First, the court held that the word “claim” is unambiguous, even when not defined in the policy, and affirmed the lower court’s ruling defining claim as “an assertion by a third party that the insured may be liable to it for damages within the risks covered by the Policy.” The court explained that “a mere request for information is generally insufficient to constitute a claim, whereas a demand for relief generally constitutes a claim.” The court directly denied the insured’s attempt to require an implicit or explicit “threat to sue” in the definition of a claim. For example, the court stated that “mere complaints of a defective product without a demand for relief would not fall within the general definition of a claim,” but when a claimant alleges that the insured caused damage through some acts or missions and the claimant intends to hold the insured responsible, a cognizable claim has occurred, even without threatened litigation.

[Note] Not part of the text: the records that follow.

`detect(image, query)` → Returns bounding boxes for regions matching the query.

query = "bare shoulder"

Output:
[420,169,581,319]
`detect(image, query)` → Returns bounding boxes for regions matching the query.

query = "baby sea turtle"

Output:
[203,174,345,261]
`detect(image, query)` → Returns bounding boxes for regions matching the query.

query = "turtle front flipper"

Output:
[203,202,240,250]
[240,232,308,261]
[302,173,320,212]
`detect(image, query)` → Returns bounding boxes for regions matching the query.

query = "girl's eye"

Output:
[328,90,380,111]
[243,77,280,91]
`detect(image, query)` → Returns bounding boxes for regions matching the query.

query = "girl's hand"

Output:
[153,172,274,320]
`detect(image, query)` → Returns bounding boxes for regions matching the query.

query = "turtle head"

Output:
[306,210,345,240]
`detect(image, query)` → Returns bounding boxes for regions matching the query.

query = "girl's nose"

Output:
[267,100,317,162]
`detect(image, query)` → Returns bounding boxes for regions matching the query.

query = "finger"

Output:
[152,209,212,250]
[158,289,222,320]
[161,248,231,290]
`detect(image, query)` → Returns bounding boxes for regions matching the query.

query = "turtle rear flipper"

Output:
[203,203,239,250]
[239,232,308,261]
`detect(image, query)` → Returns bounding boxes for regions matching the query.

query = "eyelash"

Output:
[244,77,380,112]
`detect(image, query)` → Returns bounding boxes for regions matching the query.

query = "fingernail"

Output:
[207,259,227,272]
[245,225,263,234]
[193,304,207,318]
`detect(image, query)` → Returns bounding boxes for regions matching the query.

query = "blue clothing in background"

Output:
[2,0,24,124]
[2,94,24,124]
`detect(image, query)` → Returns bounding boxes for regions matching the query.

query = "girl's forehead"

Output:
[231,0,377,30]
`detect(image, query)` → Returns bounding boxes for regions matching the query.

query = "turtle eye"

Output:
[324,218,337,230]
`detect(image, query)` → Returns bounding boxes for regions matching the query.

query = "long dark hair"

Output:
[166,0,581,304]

The court went on to hold that the claimant had made an assertion against the insured for damages prior to the policy issuance. Communications between the insured and the claimant included the word “claim” and evidence indicated that the insured had aggressively tried to settle the claim before the damages escalated. The court found this sufficient to establish that a claim had been made against the insured prior to the claims-made policy incepting. Thus, the court affirmed the lower court’s ruling that the insurer did not have a duty to defend the insured.

This decision supports insurers who issue claims-made policies and reiterates that these policies do not provide coverage for existing claims known before the insured purchased the policy.